La ética, por tanto, no puede obtener el carácter de ciencia, ya que sus conceptos son «seudoconceptos». Lo único que queda es una descripción de los sentimientos que provocan ciertas acciones (emotivismo). Pero esta tarea está reservada a la psicología y la sociología. Sin embargo, Ayer admite que la sociedad imponga un código moral para conseguir satisfacer las necesidades del grupo y conseguir un estado de felicidad.
La misma crítica demoledora aplica Ayer a la estética. Los valores estéticos, lo bello y lo feo, sólo expresan sentimientos que no pueden tener validez objetiva. También se ocuparán de ellos la psicología y la sociología.
Para meter las narices…
Aunque se trata de una obra de juventud, escrita a los veintiséis años, Lenguaje, verdad y lógica. representa un compendio perfecto del neopositivismo (Planeta, Barcelona, 1986). Otras obras posteriores son igualmente interesantes: El positivismo lógico (FCE, Madrid, 1977), Los problemas centrales de la filosofía (Alianza, Madrid, 1982), La filosofía del siglo XX (Editorial Crítica, Barcelona, 1983) y Ensayos filosóficos (Ariel, Barcelona, 1979).
Su autobiografía está publicada bajo el título Parte de mi vida (Alianza, Madrid, 1982). La última vez que Ayer visitó Barcelona, el 4 de mayo de 1989, Enrique Lynch le hizo una entrevista, que se publicó el día 30 del mismo mes en La Vanguardia. El 27 de junio fallecía en Londres. Respecto a su autobiografía, el periodista le preguntó por qué se dice que es mejor la primera parte que la segunda, a lo que el anciano pero despierto Ayer respondió: «Así es, la segunda parte de mi autobiografía está mal concebida. Recuerdo la primera parte de mi vida mucho más vivamente que la segunda. Cuando te conviertes en un hombre de mediana edad con éxito personal, tu vida se parece mucho a la de cualquier otro con iguales condiciones. Las incidencias pasan a ser una serie indefinida de conferencias y lecciones dadas aquí y allá».

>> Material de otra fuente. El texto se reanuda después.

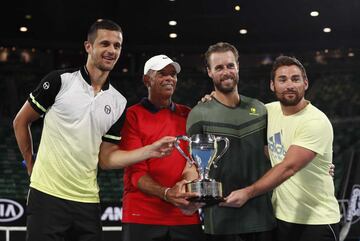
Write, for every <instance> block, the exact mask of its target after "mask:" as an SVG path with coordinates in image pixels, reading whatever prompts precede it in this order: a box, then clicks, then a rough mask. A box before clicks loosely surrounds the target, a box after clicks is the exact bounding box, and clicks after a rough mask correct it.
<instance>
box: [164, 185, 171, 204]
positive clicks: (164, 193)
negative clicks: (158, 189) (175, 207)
mask: <svg viewBox="0 0 360 241" xmlns="http://www.w3.org/2000/svg"><path fill="white" fill-rule="evenodd" d="M169 190H170V187H168V188H166V189H165V191H164V200H165V201H167V197H166V195H167V192H168V191H169Z"/></svg>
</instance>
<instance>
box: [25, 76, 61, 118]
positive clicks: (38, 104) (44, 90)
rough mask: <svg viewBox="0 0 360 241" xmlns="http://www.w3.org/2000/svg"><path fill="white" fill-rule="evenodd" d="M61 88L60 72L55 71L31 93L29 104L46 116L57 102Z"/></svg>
mask: <svg viewBox="0 0 360 241" xmlns="http://www.w3.org/2000/svg"><path fill="white" fill-rule="evenodd" d="M60 88H61V76H60V72H59V71H53V72H51V73H49V74H48V75H46V76H45V77H44V78H43V79H42V80H41V81H40V83H39V85H38V86H37V87H36V89H35V90H34V91H33V92H31V93H30V95H29V98H28V102H29V103H30V105H31V106H32V108H33V109H34V110H35V111H36V112H38V113H39V114H40V115H42V114H45V113H46V111H47V109H48V108H49V107H50V106H52V104H54V102H55V98H56V95H57V94H58V93H59V91H60Z"/></svg>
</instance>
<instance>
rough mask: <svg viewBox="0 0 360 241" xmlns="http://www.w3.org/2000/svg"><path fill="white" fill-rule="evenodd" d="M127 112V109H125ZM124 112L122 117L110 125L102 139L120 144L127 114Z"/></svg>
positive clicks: (106, 141) (121, 116) (110, 141)
mask: <svg viewBox="0 0 360 241" xmlns="http://www.w3.org/2000/svg"><path fill="white" fill-rule="evenodd" d="M124 113H125V111H124ZM124 113H123V114H122V115H121V116H120V118H119V119H118V120H117V121H116V122H115V123H114V124H113V125H112V126H111V127H110V129H109V130H108V132H106V134H105V135H104V136H103V137H102V141H106V142H110V143H113V144H116V145H118V144H119V143H120V140H121V136H120V132H121V128H122V126H123V125H124V122H125V114H124Z"/></svg>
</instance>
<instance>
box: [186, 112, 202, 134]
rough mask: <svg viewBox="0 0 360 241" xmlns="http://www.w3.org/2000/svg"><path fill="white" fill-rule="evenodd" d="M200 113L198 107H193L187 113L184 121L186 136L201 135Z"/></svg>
mask: <svg viewBox="0 0 360 241" xmlns="http://www.w3.org/2000/svg"><path fill="white" fill-rule="evenodd" d="M202 120H203V118H202V111H201V109H200V108H198V106H195V107H194V108H193V109H192V110H191V111H190V113H189V116H188V118H187V121H186V133H187V135H188V136H192V135H194V134H203V128H202V126H203V123H202Z"/></svg>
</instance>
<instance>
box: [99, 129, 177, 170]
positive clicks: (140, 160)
mask: <svg viewBox="0 0 360 241" xmlns="http://www.w3.org/2000/svg"><path fill="white" fill-rule="evenodd" d="M174 141H175V137H171V136H165V137H163V138H161V139H159V140H158V141H155V142H154V143H152V144H150V145H147V146H143V147H140V148H138V149H134V150H131V151H125V150H121V149H119V147H118V146H117V145H115V144H112V143H109V142H102V143H101V145H100V153H99V165H100V167H101V168H102V169H119V168H124V167H127V166H130V165H132V164H135V163H137V162H140V161H143V160H146V159H149V158H159V157H164V156H166V155H169V154H170V152H171V151H172V149H173V143H174Z"/></svg>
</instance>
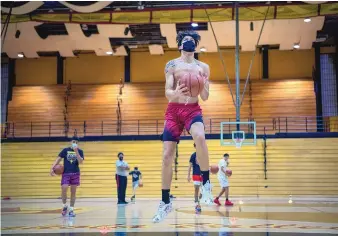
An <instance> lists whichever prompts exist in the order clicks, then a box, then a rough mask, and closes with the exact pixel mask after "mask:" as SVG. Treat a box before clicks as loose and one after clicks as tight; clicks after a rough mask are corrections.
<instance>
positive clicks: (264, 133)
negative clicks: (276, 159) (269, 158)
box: [263, 132, 268, 179]
mask: <svg viewBox="0 0 338 236" xmlns="http://www.w3.org/2000/svg"><path fill="white" fill-rule="evenodd" d="M266 138H267V137H266V133H265V132H264V136H263V148H264V153H263V156H264V179H268V178H267V175H266V174H267V173H266V172H267V171H268V170H267V156H266V148H267V146H266Z"/></svg>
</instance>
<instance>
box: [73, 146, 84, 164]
mask: <svg viewBox="0 0 338 236" xmlns="http://www.w3.org/2000/svg"><path fill="white" fill-rule="evenodd" d="M74 151H75V153H76V159H77V161H78V162H79V164H82V163H83V157H82V156H81V155H80V153H79V149H78V148H74ZM82 155H83V154H82Z"/></svg>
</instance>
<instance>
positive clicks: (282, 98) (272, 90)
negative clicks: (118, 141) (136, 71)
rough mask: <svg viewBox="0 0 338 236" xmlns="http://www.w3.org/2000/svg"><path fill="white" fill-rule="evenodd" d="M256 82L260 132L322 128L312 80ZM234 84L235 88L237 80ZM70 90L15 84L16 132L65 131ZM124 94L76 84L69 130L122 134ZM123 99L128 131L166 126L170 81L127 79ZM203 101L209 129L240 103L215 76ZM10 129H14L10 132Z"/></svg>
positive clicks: (13, 111) (304, 79)
mask: <svg viewBox="0 0 338 236" xmlns="http://www.w3.org/2000/svg"><path fill="white" fill-rule="evenodd" d="M243 87H244V81H241V92H242V91H243ZM251 88H252V89H251V98H250V92H249V89H250V88H249V86H248V87H247V90H246V93H245V96H244V102H243V104H242V107H241V119H242V120H248V118H249V117H250V115H251V118H254V119H255V121H256V122H257V133H263V130H264V127H266V128H267V133H270V134H273V133H276V132H287V131H292V132H304V131H305V130H306V129H307V131H308V132H310V131H316V119H315V115H316V110H315V107H316V106H315V94H314V91H313V82H312V80H310V79H299V80H252V86H251ZM232 90H233V92H235V86H234V81H232ZM64 91H65V86H27V87H14V93H13V101H11V102H10V103H9V112H8V121H9V122H19V123H16V124H15V133H16V137H20V136H26V137H30V135H31V133H32V135H33V136H49V133H48V129H49V125H51V126H52V127H51V130H52V132H51V133H52V134H51V136H62V135H64V122H63V109H64V100H63V96H64ZM118 96H119V85H118V84H112V85H73V88H72V92H71V95H70V97H69V101H68V121H69V122H70V123H69V124H70V127H69V131H70V132H69V133H70V134H72V133H73V132H74V130H75V129H76V130H77V133H78V135H79V136H83V135H84V132H86V135H87V136H89V135H93V136H94V135H117V134H118V124H117V97H118ZM120 99H121V115H122V127H121V133H122V134H123V135H138V134H140V135H145V134H147V135H148V134H160V133H161V132H162V130H163V124H164V113H165V110H166V107H167V103H168V102H167V99H166V98H165V95H164V83H130V84H125V86H124V88H123V94H122V96H120ZM250 100H252V102H251V109H250ZM200 104H201V107H202V109H203V115H204V121H205V126H206V133H219V132H220V126H219V123H220V122H221V121H229V119H231V121H234V120H235V117H236V115H235V113H236V109H235V106H234V104H233V102H232V98H231V95H230V91H229V88H228V84H227V83H226V82H212V83H211V85H210V97H209V100H208V101H206V102H203V101H200ZM278 117H279V118H278ZM286 117H288V118H289V120H287V119H288V118H286ZM295 117H297V118H295ZM305 117H311V118H305ZM290 118H291V119H290ZM32 121H33V122H35V123H36V124H37V125H38V126H35V127H34V124H33V127H31V122H32ZM20 122H28V123H20ZM49 122H51V123H49ZM305 123H307V127H305ZM286 126H288V130H286ZM85 127H86V128H85ZM11 128H13V127H11ZM31 130H33V131H31ZM10 132H12V131H11V129H9V133H8V134H9V136H10V134H11V133H10Z"/></svg>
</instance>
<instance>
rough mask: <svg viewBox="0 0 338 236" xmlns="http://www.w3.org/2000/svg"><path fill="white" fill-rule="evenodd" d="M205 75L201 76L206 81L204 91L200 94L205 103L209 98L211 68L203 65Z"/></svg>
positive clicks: (203, 71)
mask: <svg viewBox="0 0 338 236" xmlns="http://www.w3.org/2000/svg"><path fill="white" fill-rule="evenodd" d="M202 68H203V74H202V75H201V76H202V77H203V79H204V89H203V90H202V92H201V93H200V96H201V99H202V100H203V101H206V100H208V98H209V77H210V68H209V66H208V65H207V64H203V66H202Z"/></svg>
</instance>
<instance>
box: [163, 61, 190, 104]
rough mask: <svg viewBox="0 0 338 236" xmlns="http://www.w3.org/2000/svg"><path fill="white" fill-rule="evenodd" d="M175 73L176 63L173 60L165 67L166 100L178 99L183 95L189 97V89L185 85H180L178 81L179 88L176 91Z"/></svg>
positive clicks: (177, 88) (165, 90) (172, 99)
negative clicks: (188, 90)
mask: <svg viewBox="0 0 338 236" xmlns="http://www.w3.org/2000/svg"><path fill="white" fill-rule="evenodd" d="M174 71H175V61H174V60H171V61H169V62H168V63H167V65H166V66H165V70H164V73H165V96H166V98H167V99H168V100H169V102H170V101H172V100H174V99H176V98H178V97H179V96H181V95H187V94H188V88H187V87H185V85H183V84H181V85H179V84H178V81H177V86H176V89H175V90H174V82H175V79H174Z"/></svg>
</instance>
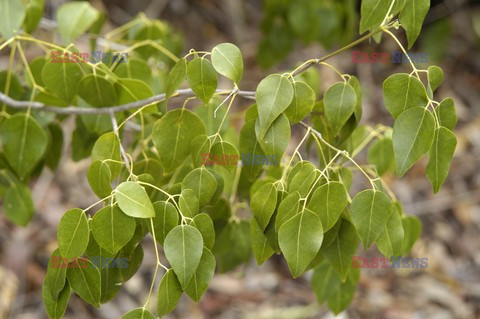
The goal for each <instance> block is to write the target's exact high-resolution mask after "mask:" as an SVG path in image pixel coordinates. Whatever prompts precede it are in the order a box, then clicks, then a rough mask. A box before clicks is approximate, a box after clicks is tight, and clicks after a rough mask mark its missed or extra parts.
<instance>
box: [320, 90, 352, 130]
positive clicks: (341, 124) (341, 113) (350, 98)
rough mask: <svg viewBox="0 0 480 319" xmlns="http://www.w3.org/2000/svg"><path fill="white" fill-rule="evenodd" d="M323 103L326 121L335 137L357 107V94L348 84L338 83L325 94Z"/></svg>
mask: <svg viewBox="0 0 480 319" xmlns="http://www.w3.org/2000/svg"><path fill="white" fill-rule="evenodd" d="M323 103H324V105H325V115H326V116H327V120H328V122H329V124H330V125H331V126H332V129H333V132H334V134H335V135H336V134H338V132H340V129H341V128H342V126H343V125H345V123H346V122H347V120H348V119H349V118H350V116H351V115H352V114H353V111H354V110H355V106H356V105H357V93H356V92H355V89H354V88H353V87H352V86H351V85H350V84H348V83H344V82H338V83H335V84H334V85H332V86H331V87H330V88H328V90H327V91H326V92H325V96H324V98H323Z"/></svg>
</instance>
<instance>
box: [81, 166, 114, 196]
mask: <svg viewBox="0 0 480 319" xmlns="http://www.w3.org/2000/svg"><path fill="white" fill-rule="evenodd" d="M87 180H88V184H89V185H90V187H91V188H92V190H93V192H94V193H95V194H96V195H97V196H98V197H99V198H105V197H107V196H109V195H110V194H111V193H112V185H111V184H110V182H111V180H112V173H111V172H110V168H109V167H108V164H107V162H103V161H99V160H97V161H93V162H92V164H91V165H90V167H89V168H88V171H87Z"/></svg>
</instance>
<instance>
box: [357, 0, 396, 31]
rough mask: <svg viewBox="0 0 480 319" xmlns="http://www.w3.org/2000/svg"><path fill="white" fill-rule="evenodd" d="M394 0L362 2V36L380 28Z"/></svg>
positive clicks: (361, 27)
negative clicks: (368, 31) (393, 0)
mask: <svg viewBox="0 0 480 319" xmlns="http://www.w3.org/2000/svg"><path fill="white" fill-rule="evenodd" d="M392 1H393V0H362V7H361V11H360V34H362V33H364V32H365V31H367V30H374V29H376V28H377V27H379V26H380V24H381V23H382V22H383V19H384V18H385V16H386V15H387V13H388V9H389V8H390V6H391V4H392Z"/></svg>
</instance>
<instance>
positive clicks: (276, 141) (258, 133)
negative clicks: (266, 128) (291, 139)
mask: <svg viewBox="0 0 480 319" xmlns="http://www.w3.org/2000/svg"><path fill="white" fill-rule="evenodd" d="M260 131H261V128H260V122H259V121H258V120H257V122H256V125H255V133H256V135H257V139H258V141H259V142H260V147H261V148H262V150H263V152H264V153H265V155H266V156H267V157H268V158H272V156H275V157H276V160H277V163H278V164H280V161H281V159H282V156H283V153H284V152H285V150H286V149H287V147H288V143H289V142H290V136H291V131H290V122H289V121H288V119H287V117H286V116H285V115H284V114H280V115H279V116H278V117H277V119H276V120H275V121H273V123H272V125H271V126H270V127H269V128H268V130H267V131H266V132H265V135H264V136H263V139H261V138H260V137H259V136H260ZM270 164H272V163H270Z"/></svg>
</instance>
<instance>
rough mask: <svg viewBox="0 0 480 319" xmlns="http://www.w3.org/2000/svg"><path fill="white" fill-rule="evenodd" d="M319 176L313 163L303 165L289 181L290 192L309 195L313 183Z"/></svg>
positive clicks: (303, 195)
mask: <svg viewBox="0 0 480 319" xmlns="http://www.w3.org/2000/svg"><path fill="white" fill-rule="evenodd" d="M316 178H317V172H316V168H315V166H314V165H313V164H311V163H306V164H305V165H302V167H301V168H300V170H299V171H298V172H297V173H296V174H295V176H293V178H292V180H291V181H290V182H289V183H288V192H289V193H293V192H299V193H300V196H301V197H305V196H307V194H308V192H309V191H310V188H311V186H312V184H313V183H314V182H315V179H316Z"/></svg>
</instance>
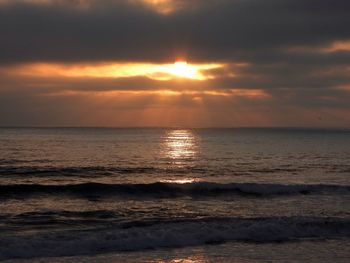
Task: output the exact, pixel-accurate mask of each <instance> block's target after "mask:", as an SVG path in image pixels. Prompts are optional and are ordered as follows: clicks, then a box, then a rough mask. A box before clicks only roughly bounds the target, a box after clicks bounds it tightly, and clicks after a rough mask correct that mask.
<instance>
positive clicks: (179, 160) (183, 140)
mask: <svg viewBox="0 0 350 263" xmlns="http://www.w3.org/2000/svg"><path fill="white" fill-rule="evenodd" d="M163 156H164V157H165V158H167V159H169V160H170V161H171V163H172V164H173V165H176V166H178V167H183V166H185V165H186V163H188V162H189V161H191V160H193V159H194V158H196V157H197V156H198V138H197V136H196V135H195V134H194V133H193V131H191V130H187V129H177V130H171V131H167V132H166V134H165V136H164V142H163ZM194 181H195V179H193V178H181V179H172V180H163V182H169V183H179V184H186V183H192V182H194Z"/></svg>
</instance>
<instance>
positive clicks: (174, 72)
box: [171, 61, 198, 79]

Los neopositivistas, Ayer entre ellos, pretendían jubilar a la filosofía. Ya no hacen falta filósofos, a lo sumo, científicos que reflexionen sobre los problemas de la ciencia. Menos mal que alguien respondió en nombre de la filosofía; fue nuestro José Ferrater Mora, quien, en vista del panorama de la filosofía durante el segundo tercio del siglo XX, se pregunta también si los filósofos no tendrán más remedio que jubilarse. Responde: «Esperamos que no. Por lo pronto, pueden (y deben) plantear cuestiones que normalmente no se les ocurren a quienes practican su oficio. No son cuestiones arcanas ni herméticas ni relativas a asuntos de los que se supone que los demás seres humanos no tienen noticia. Por el contrario: son cuestiones y asuntos que todos los seres humanos pueden plantearse cuando se hacen cuestión de sus actividades. El “mundo de los filósofos” es el mundo de todos, sólo que hirviendo en cuestiones» (Indagaciones sobre el lenguaje, Alianza, Madrid, 1980, p. 10).